Photo credit: David Paul Morris/Bloomberg
Google’s security research unit is sounding the alarm over a series of vulnerabilities it has found in certain Samsung chips found in dozens of Android models, wearables and vehicles, and fears the flaws could soon be discovered and exploited.
In a blog post, Tim Willis, head of Google Project Zero, said that internal security researchers have found and reported 18 zero-day vulnerabilities in Exynos modems made by Samsung over the past few months, including four top-severity flaws, which could endanger the affected devices. silently and remotely” via the mobile network.
“Testing conducted by Project Zero confirms that these four vulnerabilities allow an attacker to remotely compromise a baseband-level phone without user interaction, and all the attacker needs to know is the victim’s phone number,” Willis said.
By being able to remotely execute code at a device’s baseband level — essentially the Exynos modems that convert cellular signals into digital data — an attacker would be able to gain nearly unrestricted access to the data going into an affected device – and flow out, including cellular calls, text messages, and cellular data without notifying the victim.

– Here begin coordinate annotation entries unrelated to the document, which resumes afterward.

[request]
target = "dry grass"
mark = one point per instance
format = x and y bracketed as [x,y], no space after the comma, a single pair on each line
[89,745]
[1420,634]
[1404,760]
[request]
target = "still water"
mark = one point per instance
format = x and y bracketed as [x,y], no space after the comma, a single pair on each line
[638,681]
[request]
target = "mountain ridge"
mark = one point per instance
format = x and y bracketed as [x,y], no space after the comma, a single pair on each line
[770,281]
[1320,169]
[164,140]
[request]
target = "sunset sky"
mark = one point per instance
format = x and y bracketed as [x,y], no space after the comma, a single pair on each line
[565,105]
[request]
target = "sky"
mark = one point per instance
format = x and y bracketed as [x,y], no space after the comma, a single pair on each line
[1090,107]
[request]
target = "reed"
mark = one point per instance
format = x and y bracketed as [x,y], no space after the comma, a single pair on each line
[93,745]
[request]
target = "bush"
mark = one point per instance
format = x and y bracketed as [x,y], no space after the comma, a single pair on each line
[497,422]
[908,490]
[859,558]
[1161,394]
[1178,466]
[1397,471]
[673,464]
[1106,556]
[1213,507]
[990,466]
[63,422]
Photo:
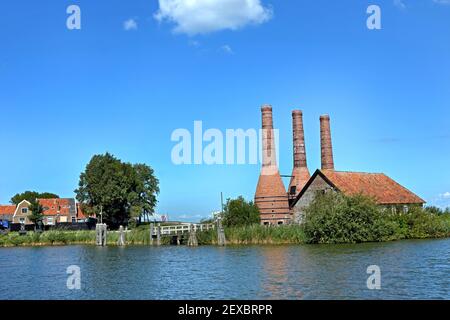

As far as disclosure goes, it’s rare for Google – or any security research firm – to sound an alarm on high-severity vulnerabilities before patching them. Google alerted the public to the risk, stating that experienced attackers “would be able to quickly create an operational exploit” with limited research and effort.
Project Zero researcher Maddie Stone wrote on Twitter that Samsung had 90 days to fix the bugs but hasn’t done so yet.
Samsung confirmed in a March 2023 security list that several Exynos modems are vulnerable and affecting several Android device manufacturers, but provided few other details.
According to Project Zero, affected devices include nearly a dozen Samsung models, Vivo devices, and Google’s own Pixel 6 and Pixel 7 phones. Affected devices also include wearables and vehicles that rely on Exynos chips to connect to the cellular network.
Google said patches will vary by manufacturer, but noted that its Pixel devices are already patched with the March security updates.
Until affected manufacturers push software updates to their customers, Google said that users who want to protect themselves can turn off Wi-Fi calling and Voice-over-LTE (VoLTE) in their device settings, “removing the risk of exploitation of these vulnerabilities.” . ”
According to Google, the remaining 14 vulnerabilities were less severe because they either required access to a device or allowed insider or privileged access to a wireless carrier’s systems.